At the very least it seems shortsighted to pay for a different person to take care of the kid when the parent wants to stay home and take care of the kid himself or herself.
> Instead of universal childcare, we should just pay families for children

This is fine, as long as it’s cash and not a tax credit. I always imagined a universal childcare program being administered by states to be given a block grant by Washington. Most states would simply offer vouches/credits. Some would want to run it themselves. But in no case would the federal government be opening direct care—that is simply unprecedented.

What’s the concern with a refundable tax credit? I like the re-use of infrastructure and the strong precedents for prosecuting tax fraud cases that would be automatic if we ran it as a tax incentive program.
> What’s the concern with a refundable tax credit?

It requires the recipient file taxes in a timely manner; is paid ex post facto, which means expenses are being reimbursed in arrears; and requires good money management to last the whole year. Imagine if unemployment were a refundable tax credit: you get it, lump sum, credited against your taxes after you’ve been laid off.

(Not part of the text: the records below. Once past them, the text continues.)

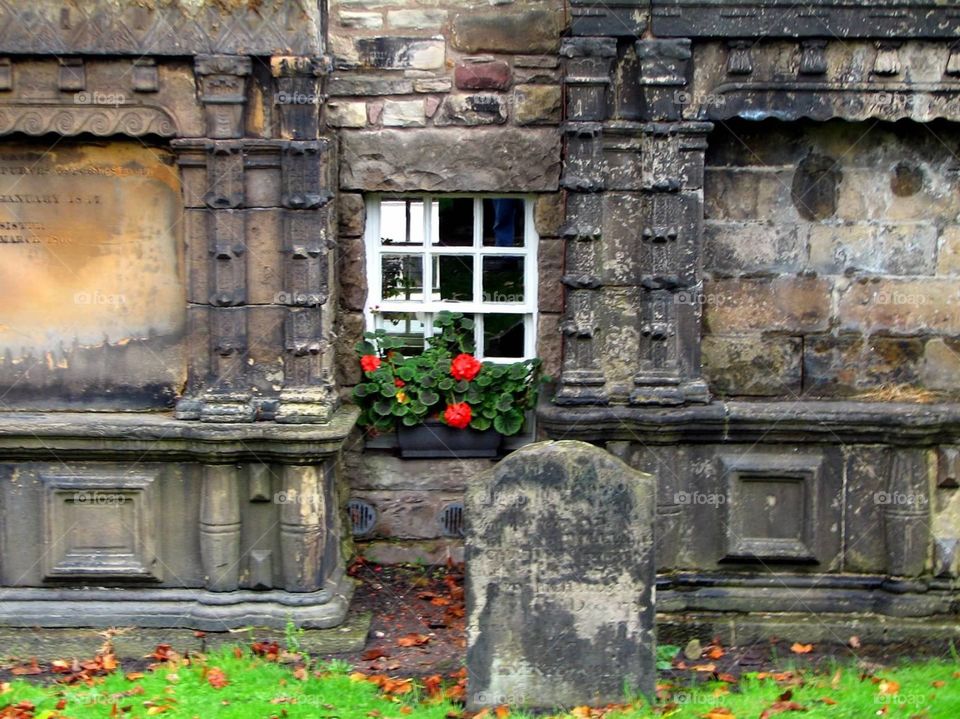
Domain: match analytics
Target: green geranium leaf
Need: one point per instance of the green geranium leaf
(508, 424)
(429, 398)
(480, 423)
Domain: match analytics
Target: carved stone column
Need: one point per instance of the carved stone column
(298, 98)
(309, 394)
(222, 80)
(220, 527)
(587, 79)
(906, 513)
(302, 528)
(671, 229)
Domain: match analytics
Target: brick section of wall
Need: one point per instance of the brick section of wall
(832, 258)
(444, 70)
(441, 96)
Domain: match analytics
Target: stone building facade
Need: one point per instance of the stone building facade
(745, 226)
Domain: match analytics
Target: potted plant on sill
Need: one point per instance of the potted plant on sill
(443, 402)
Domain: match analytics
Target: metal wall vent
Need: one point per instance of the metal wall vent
(451, 520)
(363, 517)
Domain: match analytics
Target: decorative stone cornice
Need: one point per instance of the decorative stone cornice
(814, 18)
(102, 27)
(40, 119)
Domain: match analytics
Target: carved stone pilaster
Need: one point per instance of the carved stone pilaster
(302, 527)
(906, 514)
(670, 238)
(309, 394)
(298, 94)
(664, 74)
(222, 81)
(587, 76)
(220, 528)
(581, 378)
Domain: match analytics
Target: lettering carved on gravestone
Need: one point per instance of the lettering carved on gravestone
(91, 288)
(560, 579)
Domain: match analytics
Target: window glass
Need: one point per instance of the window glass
(503, 279)
(453, 278)
(455, 221)
(401, 222)
(409, 327)
(503, 335)
(402, 277)
(503, 222)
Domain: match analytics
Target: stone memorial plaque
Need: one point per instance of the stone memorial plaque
(560, 579)
(92, 300)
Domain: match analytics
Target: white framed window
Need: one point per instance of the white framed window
(475, 254)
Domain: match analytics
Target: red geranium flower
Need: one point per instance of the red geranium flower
(458, 414)
(465, 366)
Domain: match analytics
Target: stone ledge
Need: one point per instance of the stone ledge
(137, 643)
(183, 608)
(896, 423)
(32, 435)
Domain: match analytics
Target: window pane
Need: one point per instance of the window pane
(503, 222)
(503, 336)
(408, 326)
(456, 221)
(402, 277)
(453, 278)
(503, 279)
(401, 222)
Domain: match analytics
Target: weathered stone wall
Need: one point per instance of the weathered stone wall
(831, 259)
(446, 97)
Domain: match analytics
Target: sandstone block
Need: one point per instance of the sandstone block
(537, 104)
(486, 160)
(791, 304)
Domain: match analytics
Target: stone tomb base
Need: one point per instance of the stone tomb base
(126, 519)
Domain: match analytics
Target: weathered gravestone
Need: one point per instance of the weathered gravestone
(560, 579)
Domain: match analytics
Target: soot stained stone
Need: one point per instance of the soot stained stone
(815, 187)
(560, 576)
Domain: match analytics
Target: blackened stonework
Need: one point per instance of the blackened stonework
(559, 579)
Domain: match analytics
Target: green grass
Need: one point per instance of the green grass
(258, 688)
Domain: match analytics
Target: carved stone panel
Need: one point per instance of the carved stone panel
(772, 506)
(91, 282)
(559, 560)
(99, 524)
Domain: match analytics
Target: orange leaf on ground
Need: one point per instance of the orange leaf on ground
(432, 685)
(413, 640)
(780, 707)
(32, 668)
(888, 687)
(715, 651)
(216, 678)
(719, 713)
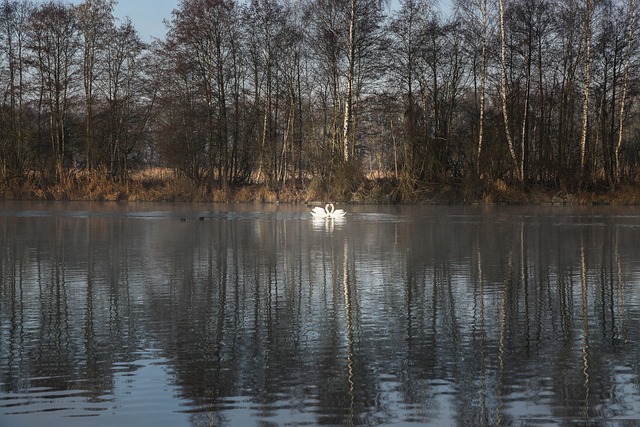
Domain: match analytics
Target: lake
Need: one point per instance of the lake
(221, 315)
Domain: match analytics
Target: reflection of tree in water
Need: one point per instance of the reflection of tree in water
(355, 324)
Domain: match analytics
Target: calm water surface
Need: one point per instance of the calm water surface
(148, 315)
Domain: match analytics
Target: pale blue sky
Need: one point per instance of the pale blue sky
(147, 16)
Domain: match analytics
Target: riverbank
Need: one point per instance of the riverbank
(162, 185)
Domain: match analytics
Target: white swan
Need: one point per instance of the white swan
(329, 211)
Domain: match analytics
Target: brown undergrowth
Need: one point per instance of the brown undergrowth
(161, 184)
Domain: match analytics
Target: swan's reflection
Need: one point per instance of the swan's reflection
(328, 224)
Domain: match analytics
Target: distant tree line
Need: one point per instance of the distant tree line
(324, 93)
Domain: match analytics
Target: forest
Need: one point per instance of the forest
(348, 100)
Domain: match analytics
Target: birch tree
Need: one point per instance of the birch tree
(95, 20)
(503, 94)
(625, 86)
(586, 82)
(54, 41)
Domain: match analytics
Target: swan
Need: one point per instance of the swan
(329, 211)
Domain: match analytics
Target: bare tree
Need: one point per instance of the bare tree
(625, 87)
(503, 94)
(586, 82)
(13, 137)
(54, 41)
(95, 20)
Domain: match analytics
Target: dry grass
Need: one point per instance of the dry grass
(162, 184)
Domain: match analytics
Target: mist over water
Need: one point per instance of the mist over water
(216, 314)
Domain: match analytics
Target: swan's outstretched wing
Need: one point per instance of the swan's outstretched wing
(318, 212)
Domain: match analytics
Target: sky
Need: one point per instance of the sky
(148, 16)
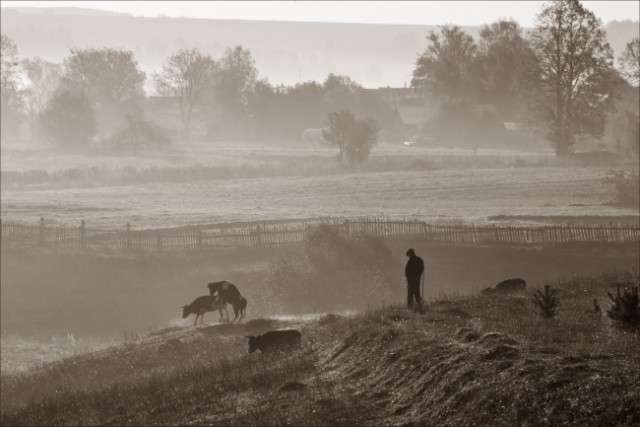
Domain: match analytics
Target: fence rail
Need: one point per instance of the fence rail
(126, 238)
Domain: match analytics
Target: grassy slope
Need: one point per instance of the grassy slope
(478, 360)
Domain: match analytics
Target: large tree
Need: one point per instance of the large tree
(629, 62)
(11, 110)
(67, 119)
(188, 77)
(448, 68)
(112, 81)
(504, 53)
(573, 78)
(235, 81)
(354, 137)
(43, 79)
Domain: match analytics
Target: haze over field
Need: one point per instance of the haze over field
(439, 200)
(374, 55)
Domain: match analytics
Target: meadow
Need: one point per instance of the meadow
(102, 335)
(224, 182)
(482, 360)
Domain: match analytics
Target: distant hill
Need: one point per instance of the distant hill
(285, 52)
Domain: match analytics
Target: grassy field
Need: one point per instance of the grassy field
(47, 294)
(209, 183)
(472, 360)
(469, 195)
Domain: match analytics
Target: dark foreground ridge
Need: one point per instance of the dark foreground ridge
(485, 360)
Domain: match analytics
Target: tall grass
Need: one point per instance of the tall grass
(282, 166)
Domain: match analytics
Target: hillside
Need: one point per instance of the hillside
(374, 55)
(480, 360)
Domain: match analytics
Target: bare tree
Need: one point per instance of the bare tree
(187, 76)
(44, 77)
(503, 54)
(354, 137)
(629, 62)
(236, 79)
(111, 80)
(573, 80)
(11, 110)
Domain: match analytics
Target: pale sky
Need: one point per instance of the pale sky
(383, 12)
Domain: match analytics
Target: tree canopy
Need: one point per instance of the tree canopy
(11, 110)
(447, 69)
(187, 76)
(573, 78)
(630, 62)
(354, 137)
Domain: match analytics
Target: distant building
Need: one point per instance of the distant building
(165, 112)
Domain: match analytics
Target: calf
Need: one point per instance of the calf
(240, 308)
(510, 285)
(275, 341)
(202, 305)
(228, 292)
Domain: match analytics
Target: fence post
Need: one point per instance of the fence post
(41, 238)
(83, 233)
(128, 237)
(258, 236)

> Wages don't go up infinitely. They go up, then you run out of workers, and raising wages further doesn't bring more labour to the table. At that point, you cut services and increase prices to temper demand.

wow, what a great problem to have. how common is it to encounter this issue? Amazon warehouse workers? Did they increase wages?

> how common is it to encounter this issue?

It's common in regulated professions where entry is gate kept.

To be clear, I'm not convinced we're in a general labor crisis. (Automation should release a lot of supply.) But claiming the concept is mythological is historically inaccurate. (See: raging inflation in mining towns and settlements, which were disconnected from large labour markets.)

> Amazon warehouse workers? Did they increase wages?

Yes [1]. And it's working in that they're managing to hire some people [2]. But productivity per employee is going down, which is directly feeding into increased prices to consumers.

[1] hhttps://www.cnbc.com/2023/09/19/amazon-adding-250000-workers...

[2] https://gadallon.substack.com/p/amazons-holiday-shopping-lis...

> Then don't. Universal doesn't mean mandatory.

Ah yes, the market fundamentalist argument of "market forces don't actually affect you". Wonderful, amazing, very good-faith.